SENDİKA SINIF ÇIKARLARINI KORUMALI

Sınıf çıkarlarını korumak için oluşturulmuş sendikal örgütlülüklerde emeğin çıkarlarını farklı taleplerle eşitlemenin mücadelenin kendi doğası ile çeliştiğini aktaran Başar, “Bu çelişki, örgütsel bünyenin doğal refleksleri ile yönetim kademelerinin refleksleri arasındaki açıyı her defasında daha da büyütmektedir. Sınıf ve kitle sendikacılığının üzerine oturduğu zemin; dili, dini, ırkı, düşüncesi, rengi, cinsiyeti ne olursa olsun en geniş cephede emekçilerin bir araya getirildiği ve ortak bir mücadelede birleştiği zemindir” diye konuştu.

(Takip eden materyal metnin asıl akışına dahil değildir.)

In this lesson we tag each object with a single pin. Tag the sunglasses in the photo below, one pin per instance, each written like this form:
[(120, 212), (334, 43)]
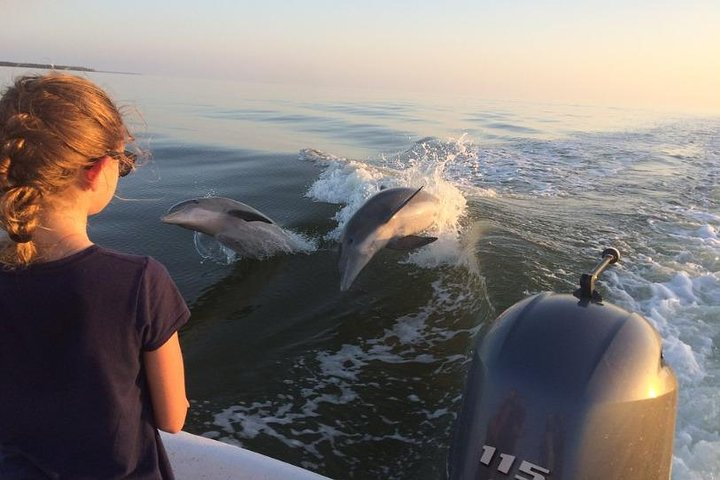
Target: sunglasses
[(126, 161)]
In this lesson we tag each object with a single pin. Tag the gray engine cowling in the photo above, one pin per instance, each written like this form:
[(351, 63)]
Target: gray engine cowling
[(564, 388)]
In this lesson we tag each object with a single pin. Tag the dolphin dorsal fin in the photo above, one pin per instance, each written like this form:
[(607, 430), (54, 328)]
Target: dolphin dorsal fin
[(249, 216), (402, 204)]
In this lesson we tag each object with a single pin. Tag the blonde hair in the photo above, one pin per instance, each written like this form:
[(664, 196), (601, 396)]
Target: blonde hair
[(51, 126)]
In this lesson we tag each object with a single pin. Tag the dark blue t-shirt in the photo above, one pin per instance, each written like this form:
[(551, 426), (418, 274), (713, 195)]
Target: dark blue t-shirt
[(74, 399)]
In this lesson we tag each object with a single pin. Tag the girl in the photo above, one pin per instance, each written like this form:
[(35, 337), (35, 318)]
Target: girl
[(90, 363)]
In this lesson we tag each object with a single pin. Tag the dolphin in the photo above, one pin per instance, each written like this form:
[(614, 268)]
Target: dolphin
[(391, 218), (236, 225)]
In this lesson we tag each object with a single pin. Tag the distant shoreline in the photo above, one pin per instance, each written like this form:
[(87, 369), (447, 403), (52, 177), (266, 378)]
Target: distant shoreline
[(52, 66)]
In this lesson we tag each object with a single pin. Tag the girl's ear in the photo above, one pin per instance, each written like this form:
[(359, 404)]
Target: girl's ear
[(91, 174)]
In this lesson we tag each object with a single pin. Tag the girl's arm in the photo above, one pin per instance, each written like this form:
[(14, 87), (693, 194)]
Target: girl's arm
[(166, 377)]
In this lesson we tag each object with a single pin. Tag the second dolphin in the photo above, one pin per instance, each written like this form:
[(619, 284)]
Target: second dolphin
[(389, 219), (236, 225)]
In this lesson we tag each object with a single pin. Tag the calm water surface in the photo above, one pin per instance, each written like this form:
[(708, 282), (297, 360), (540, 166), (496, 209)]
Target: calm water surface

YENİ BİR YOL AÇMANIN ZAMANI

Başar son olarak şunları söyledi: “Tüm-Bel Sen kongresinin kamuda yaşanan dönüşümün ve bu dönüşüme cevap üretecek devrimci bir tarzda örgütlenmiş sınıf kitle sendikacılığının köklü bir tartışmaya ve değişime cevap üretebildiği ölçüde anlamlı olacak. Emek hareketinin ve KESK’in birikmiş sorunlarını ele almak ve yeni bir devrimci emek siyaseti ihtiyacına ilişkin yanıt arayışlarını güçlendirmek üzere Devrimci Sendikal Dayanışma olarak bir çıkış yolunu birlikte tartışmak ve bulmak üzere yeni bir adım atıyoruz. Emek hareketinin krizinin temel dinamiklerinin ne olduğu, emeğin parçalı yapısını ortadan kaldıracak birleşik bir emek siyasetinin olanaklarının nasıl geliştirileceğini, pandeminin derinleştirdiği krizden emekçilerin yükselen sınıfsal taleplerinin nasıl örgütleneceği, vb. sorulara birlikte yanıtlar arayarak yeni bir yol açmanın zamanıdır.”